100 Kids Participate in LA Interfaith Basketball Event: ‘Sports Is the Greatest Equalizer’
Students participate in an interfaith basketball clinic held at Sinai Temple in Los Angeles on August 10, 2022. Photo: Muslim Coalition for America.
Some 100 students participated in an interfaith basketball clinic in California last week, led by Turkish NBA player Enes Kanter Freedom and Jewish college basketball star Ryan Turell.
The event was held at Sinai Temple, a Conservative synagogue in Los Angeles, and welcomed students from first through eighth grades of various backgrounds.
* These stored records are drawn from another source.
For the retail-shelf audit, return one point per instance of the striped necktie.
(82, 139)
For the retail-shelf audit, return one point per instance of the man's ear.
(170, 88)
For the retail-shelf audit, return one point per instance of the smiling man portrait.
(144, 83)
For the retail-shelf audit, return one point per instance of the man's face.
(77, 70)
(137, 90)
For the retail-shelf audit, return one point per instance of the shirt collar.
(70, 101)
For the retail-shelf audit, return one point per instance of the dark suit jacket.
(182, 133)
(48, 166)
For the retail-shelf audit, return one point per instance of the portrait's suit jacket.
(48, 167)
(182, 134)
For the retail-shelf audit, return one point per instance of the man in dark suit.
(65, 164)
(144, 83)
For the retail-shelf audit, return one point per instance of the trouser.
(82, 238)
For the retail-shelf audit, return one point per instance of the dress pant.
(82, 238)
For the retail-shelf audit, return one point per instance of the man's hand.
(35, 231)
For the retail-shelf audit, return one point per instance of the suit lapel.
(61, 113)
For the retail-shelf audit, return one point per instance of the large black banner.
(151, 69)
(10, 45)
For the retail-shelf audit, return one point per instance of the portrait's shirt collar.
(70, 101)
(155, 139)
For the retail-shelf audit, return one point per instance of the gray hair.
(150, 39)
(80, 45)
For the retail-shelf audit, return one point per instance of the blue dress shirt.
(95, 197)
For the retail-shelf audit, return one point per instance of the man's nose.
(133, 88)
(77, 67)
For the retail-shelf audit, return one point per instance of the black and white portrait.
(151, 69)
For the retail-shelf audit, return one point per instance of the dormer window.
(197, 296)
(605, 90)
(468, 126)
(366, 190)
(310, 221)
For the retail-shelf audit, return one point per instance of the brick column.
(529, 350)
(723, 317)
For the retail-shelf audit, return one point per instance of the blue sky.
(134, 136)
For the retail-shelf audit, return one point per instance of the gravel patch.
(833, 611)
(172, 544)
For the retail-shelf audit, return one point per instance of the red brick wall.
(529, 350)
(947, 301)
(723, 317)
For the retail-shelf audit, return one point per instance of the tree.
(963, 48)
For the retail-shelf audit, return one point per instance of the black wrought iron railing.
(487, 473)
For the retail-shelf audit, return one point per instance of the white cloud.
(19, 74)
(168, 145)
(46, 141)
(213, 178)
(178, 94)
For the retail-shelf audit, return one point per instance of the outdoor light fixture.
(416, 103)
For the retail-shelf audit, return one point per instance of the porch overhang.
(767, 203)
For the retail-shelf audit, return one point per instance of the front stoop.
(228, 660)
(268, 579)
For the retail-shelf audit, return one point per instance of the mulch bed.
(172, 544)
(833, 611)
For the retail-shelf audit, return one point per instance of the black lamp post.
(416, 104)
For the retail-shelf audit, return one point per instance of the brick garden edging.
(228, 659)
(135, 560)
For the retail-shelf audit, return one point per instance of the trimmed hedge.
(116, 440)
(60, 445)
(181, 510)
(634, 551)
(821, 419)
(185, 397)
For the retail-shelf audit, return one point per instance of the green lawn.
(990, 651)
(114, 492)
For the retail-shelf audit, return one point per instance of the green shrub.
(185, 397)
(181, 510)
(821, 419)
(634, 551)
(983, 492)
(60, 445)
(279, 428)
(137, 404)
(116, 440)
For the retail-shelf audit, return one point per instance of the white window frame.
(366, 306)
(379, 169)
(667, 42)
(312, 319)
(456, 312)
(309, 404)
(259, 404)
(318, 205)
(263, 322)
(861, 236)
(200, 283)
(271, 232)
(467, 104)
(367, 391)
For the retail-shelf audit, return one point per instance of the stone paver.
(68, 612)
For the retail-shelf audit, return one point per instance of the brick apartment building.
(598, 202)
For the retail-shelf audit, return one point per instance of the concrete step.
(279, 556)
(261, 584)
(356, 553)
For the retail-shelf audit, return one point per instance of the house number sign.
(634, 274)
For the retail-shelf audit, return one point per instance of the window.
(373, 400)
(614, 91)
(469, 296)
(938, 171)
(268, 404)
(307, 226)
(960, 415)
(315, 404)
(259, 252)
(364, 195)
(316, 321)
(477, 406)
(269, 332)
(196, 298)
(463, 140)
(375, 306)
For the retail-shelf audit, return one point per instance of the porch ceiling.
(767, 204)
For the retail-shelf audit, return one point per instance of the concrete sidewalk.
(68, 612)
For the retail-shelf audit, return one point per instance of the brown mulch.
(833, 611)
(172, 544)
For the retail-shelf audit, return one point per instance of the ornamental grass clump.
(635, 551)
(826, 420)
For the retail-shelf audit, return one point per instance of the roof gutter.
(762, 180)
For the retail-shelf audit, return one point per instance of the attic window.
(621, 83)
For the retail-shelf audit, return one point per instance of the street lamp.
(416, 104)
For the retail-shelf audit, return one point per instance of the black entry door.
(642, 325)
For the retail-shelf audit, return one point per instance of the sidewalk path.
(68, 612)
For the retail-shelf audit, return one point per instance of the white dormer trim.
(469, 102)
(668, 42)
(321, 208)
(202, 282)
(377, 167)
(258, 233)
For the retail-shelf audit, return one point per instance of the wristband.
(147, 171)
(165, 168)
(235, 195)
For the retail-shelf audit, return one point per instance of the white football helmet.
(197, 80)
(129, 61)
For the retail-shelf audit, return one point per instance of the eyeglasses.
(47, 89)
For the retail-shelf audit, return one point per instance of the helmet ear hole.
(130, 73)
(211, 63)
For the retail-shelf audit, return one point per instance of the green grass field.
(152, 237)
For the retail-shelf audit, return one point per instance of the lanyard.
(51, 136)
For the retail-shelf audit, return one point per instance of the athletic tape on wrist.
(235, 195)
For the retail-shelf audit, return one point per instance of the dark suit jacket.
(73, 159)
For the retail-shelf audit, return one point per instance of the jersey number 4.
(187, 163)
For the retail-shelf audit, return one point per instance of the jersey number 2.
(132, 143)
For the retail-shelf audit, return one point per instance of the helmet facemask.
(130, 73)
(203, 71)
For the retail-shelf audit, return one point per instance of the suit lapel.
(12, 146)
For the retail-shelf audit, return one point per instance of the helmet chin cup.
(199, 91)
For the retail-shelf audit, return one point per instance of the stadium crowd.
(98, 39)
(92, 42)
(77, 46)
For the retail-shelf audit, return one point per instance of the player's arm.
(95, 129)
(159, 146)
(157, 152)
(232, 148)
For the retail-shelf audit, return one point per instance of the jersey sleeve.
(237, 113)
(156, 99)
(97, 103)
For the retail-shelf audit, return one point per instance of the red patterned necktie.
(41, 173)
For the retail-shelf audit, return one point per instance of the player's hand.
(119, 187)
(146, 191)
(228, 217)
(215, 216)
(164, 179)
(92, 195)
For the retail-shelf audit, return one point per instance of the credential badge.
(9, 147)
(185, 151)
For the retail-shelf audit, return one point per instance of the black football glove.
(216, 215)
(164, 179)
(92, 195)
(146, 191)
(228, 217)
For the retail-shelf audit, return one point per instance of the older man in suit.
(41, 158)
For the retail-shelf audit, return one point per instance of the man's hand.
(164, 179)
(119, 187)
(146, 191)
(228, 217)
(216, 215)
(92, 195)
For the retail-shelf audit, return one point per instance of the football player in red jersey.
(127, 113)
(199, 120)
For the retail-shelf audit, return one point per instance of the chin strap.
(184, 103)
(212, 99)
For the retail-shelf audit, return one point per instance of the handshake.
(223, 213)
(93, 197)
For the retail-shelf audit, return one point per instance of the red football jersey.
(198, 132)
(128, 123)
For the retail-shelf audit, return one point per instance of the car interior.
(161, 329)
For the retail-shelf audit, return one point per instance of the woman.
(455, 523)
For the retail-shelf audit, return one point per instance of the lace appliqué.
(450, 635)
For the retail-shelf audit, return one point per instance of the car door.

It also included a panel discussion with Freedom, Turell, and the founder of the Muslim Coalition for America, Omar Qudrat.
“We have to put our differences on the table and find what we have in common,” said Freedom, an 11-year NBA veteran. “We only have one world to live in…[and] we need to make this world better together.”
Turell, an Orthodox Jew and a former star guard at Yeshiva University, said in turn, “it doesn’t matter where you come from — Muslim, Jewish, Christian — you can be anybody, as long as you put in the work you can be anything.”
Earlier this summer, Freedom led a basketball camp in Jerusalem for Muslim, Jewish, Christian, and Druze children. “We can use basketball as a tool to change [peoples’ mindsets],” he said of his work in Israel. “Let’s just talk one language: it’s basketball.”
Qudrat, who spearheaded the interfaith clinic, described it as “a dream come true.”
“Sports is the greatest equalizer,” he continued. “[Regardless of whether] you’re rich, you’re poor, [or] your race, your gender, you get on the court, it’s just you and how you play and how you’re playing with your teammates, and that’s it.”